B. L'entreprise Michel Righetti SA a connu un essor réjouissant à la fin des années 1980, ce qui a eu pour conséquence que le hangar et le dépôt à ciel ouvert, constitué par la place ballastée, sont devenus trop exigus. Pour remédier à cette situation, l'entreprise a présenté à la municipalité, en date du 6 avril 1992, un projet d'extension de la surface de son dépôt extérieur.

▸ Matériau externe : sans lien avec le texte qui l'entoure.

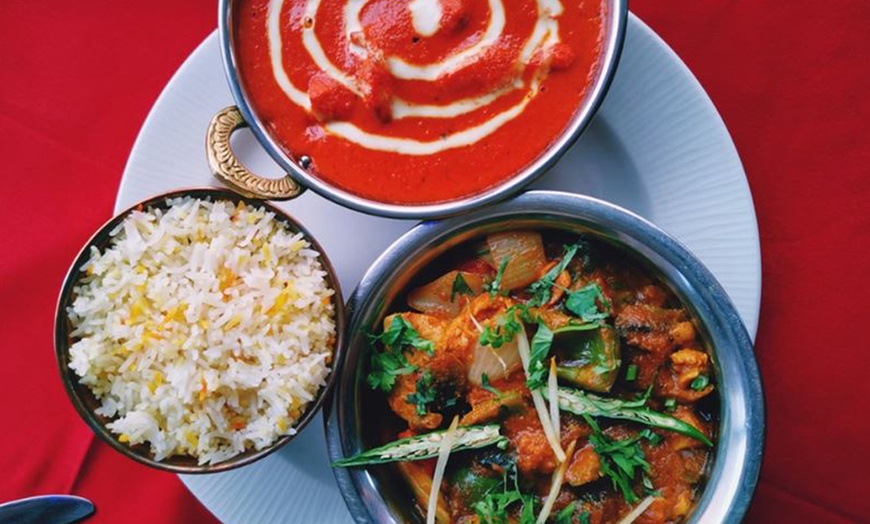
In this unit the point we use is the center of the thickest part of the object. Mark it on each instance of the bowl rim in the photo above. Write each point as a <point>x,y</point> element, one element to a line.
<point>186,464</point>
<point>615,26</point>
<point>740,444</point>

Selon les plans accompagnant la demande, le projet comporte deux étapes : la première consiste dans la création, à l'ouest du dépôt existant, d'une surface de stockage à ciel ouvert d'environ 1200 mètres carrés, le solde de la surface, plus à l'ouest, étant utilisé comme dépôt de terre végétale; la deuxième consiste dans le remplacement du dépôt de terre végétale par une nouvelle aire de stockage d'environ 600 mètres carrés.
L'enquête publique s'est déroulée du 24 avril au 13 mai 1992. Le Service de l'aménagement du territoire (SAT) ayant refusé de délivrer l'autorisation spéciale nécessaire (voir lettre de la CAMAC à la municipalité du 12 mai 1992), la municipalité s'est vue contrainte de refuser le permis sollicité. Elle a notifié sa décision, en même temps que celle du SAT, par envoi recommandé du 26 mai 1992.
C. C'est cette décision que Michel Righetti a déférée au Tribunal administratif par lettre du 3 juin 1992, complétée par un mémoire motivé déposé par son conseil, l'avocat Benoît Bovay, le 15 juin 1992. Dans cette écriture, le recourant soutient en substance que le projet doit être considéré comme une transformation partielle du dépôt existant et qu'il devrait être autorisé, à tout le moins pour ce qui est de la première étape, sur la base de l'art. 24 al. 2 de la loi fédérale du 22 juin 1979 sur l'aménagement du territoire (LAT).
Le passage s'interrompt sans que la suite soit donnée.